WITH memories of the Victorian bushfires still fresh, the Queensland floods are yet another grim reminder of how cruel the Australian environment can be.
The scale of the disaster, with its terrible loss of life, requires us to consider whether present policies properly manage the risks that environment creates.
The simple answer is that they do not. Rather, successive governments have allowed development in high-risk areas without requiring that development, and more generally those areas' populations, to face a price signal that properly reflects the costs those risks create. This has attracted additional activity to risk-prone areas, compounding the pain when catastrophes occur.
At the heart of the problem is the fact that each time disaster strikes, governments cover a large share of the losses borne by homeowners and businesses. This amounts to providing insurance at no charge, subsidising activity in high-risk areas at the expense of the areas where risks are lower.
Moreover, the willingness of governments to underwrite these risks at no charge has increased steadily since the Menzies government expanded drought relief in the 1960s, with ever fewer disciplines being imposed on public disaster assistance.
The unsurprising side-effect has been to reduce the take-up of private insurance, with the result that developers, homeowners and businesses are not exposed to the premiums that could force them to recognise the risk locating in disaster-prone areas involves.
That reduction in demand for private disaster insurance is then compounded by other distortions. High taxes on insurance are the most perverse of these, as they both discourage insurance take-up by low-income consumers and shift what demand there is to policies with high deductibles.
As well as suppressing demand, state and local governments reduce the supply of private insurance, particularly against floods.

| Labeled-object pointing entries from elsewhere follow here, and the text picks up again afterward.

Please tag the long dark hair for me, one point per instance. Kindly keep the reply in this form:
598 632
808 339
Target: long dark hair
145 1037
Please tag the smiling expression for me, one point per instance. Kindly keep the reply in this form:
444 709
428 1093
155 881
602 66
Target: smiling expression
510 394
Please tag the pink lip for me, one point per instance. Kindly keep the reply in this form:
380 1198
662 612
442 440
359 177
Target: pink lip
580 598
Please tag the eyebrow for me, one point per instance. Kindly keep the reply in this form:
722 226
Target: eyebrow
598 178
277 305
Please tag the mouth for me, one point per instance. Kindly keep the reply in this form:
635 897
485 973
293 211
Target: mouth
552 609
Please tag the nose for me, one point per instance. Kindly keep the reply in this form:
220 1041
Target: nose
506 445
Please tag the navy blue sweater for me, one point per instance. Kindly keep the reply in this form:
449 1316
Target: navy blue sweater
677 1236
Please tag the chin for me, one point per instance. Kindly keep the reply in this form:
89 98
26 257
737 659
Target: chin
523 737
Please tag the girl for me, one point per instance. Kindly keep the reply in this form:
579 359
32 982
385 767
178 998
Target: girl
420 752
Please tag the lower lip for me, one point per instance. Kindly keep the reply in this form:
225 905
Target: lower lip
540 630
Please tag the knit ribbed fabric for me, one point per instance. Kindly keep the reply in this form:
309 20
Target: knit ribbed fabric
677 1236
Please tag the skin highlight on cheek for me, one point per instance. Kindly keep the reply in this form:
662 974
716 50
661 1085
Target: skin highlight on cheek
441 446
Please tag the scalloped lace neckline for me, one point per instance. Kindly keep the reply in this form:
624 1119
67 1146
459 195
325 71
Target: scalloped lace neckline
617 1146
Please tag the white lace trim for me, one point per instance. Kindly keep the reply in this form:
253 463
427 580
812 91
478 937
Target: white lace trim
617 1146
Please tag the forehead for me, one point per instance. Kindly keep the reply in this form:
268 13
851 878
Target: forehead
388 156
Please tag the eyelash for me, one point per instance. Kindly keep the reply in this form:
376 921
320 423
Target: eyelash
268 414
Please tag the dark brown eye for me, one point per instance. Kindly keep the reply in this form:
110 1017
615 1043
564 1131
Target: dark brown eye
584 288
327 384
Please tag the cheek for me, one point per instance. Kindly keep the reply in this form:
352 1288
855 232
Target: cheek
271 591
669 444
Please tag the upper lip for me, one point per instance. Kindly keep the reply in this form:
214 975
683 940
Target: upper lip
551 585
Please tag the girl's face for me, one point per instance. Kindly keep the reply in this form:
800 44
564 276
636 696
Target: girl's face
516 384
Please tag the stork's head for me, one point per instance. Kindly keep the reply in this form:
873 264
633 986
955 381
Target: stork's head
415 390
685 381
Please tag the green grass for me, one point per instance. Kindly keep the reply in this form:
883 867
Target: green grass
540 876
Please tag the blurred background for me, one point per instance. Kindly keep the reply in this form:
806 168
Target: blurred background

They do this by not providing adequately detailed maps of flood proneness.
Deprived of that information, insurers cannot align premiums with risks, forcing them to charge high prices so as to reduce the
losses to which they might otherwise be exposed.
This effect is substantial, with international studies suggesting that where reliable evidence on risk-proneness is unavailable, premiums are 25 per cent higher than need be.
And in addition to responding by increasing premiums, insurers expand the range of exclusions, making insurance cover even less attractive.
The overall impact, cumulated over many years, is threefold. First, excused from the need to pay risk-reflective premiums, activity in disaster-prone areas expands beyond the point where its benefits exceed its costs, with the shortfall being foisted on to taxpayers who finance the "free" insurance governments provide. As property values rise, the quantum of the shortfall increases, compounding the distortion.
Second, absent an explicit price on risk, there are too few incentives for risk mitigation. Homeowners, for example, have less to gain from local government initiatives to reduce risk exposure, weakening the pressure for those initiatives to be undertaken. And for the same reason, there is less opposition to developments that increase risk than there should be.
Third, a vicious spiral is created, in which the increased scale of the population affected and the losses incurred, combined with low levels of insurance coverage, make it inevitable governments will step in with generous disaster relief.
This then merely confirms that taking out proper insurance coverage is individually irrational, reducing coverage ever further below adequate levels and accentuating pressures for future bail-outs.
A forthcoming paper by Anthony Bergin from the Australian Strategic Policy Institute canvasses options for breaking out of this morass. It is, in my view, impossible to do so without making disaster insurance coverage mandatory, offsetting the otherwise strong incentives for free-riding.
This is not to ignore the difficult issues mandatory coverage would raise. Nor is it to claim that insurance, with its risk-reflective price signal, would be a panacea. Rather, such a price signal will never be sufficiently granular, nor sufficiently responsive to individual mitigation efforts, to provide all the incentives for efficient investment in risk reduction.
There will therefore be a continuing role for building codes and other land use controls in managing the risks of catastrophic loss. But a price signal would reduce the load that has to be placed on those command and control regulations, with all the imperfections they inevitably entail.
But this does not exhaust the distortions that need to be addressed.
Rather, it is also apparent that governments have underinvested in collective goods that could reduce catastrophic risks. Simply put, in cost-benefit evaluations of projects such as extending dams and building new ones, and of burning-off in high bushfire risk areas, too low a value has been put on avoiding outcomes with a very small probability of occurring but that result in massive costs if they do eventuate.
Environmentalists rightly stress the importance of taking these low probability-high consequence risks into account in the context of climate change. But they ignore those risks when it comes to decisions they dislike. And state and federal governments have been far too willing to bend project evaluation processes to pander to the greenies' demands. The result is to increase the likelihood of devastating loss.
We will never be able to completely avoid those losses, nor would it be sensible to try. The Australian environment has always been, and will always be, harsh and unforgiving, and the costs it imposes are inevitably high.
But it is inexcusable for governments to make those costs greater than they need to be.
Now is a time to be generous. But as Queensland rebuilds, we owe the victims of this disaster a serious, considered reassessment of policies that have failed time after time, and that left as they are, will only fail again.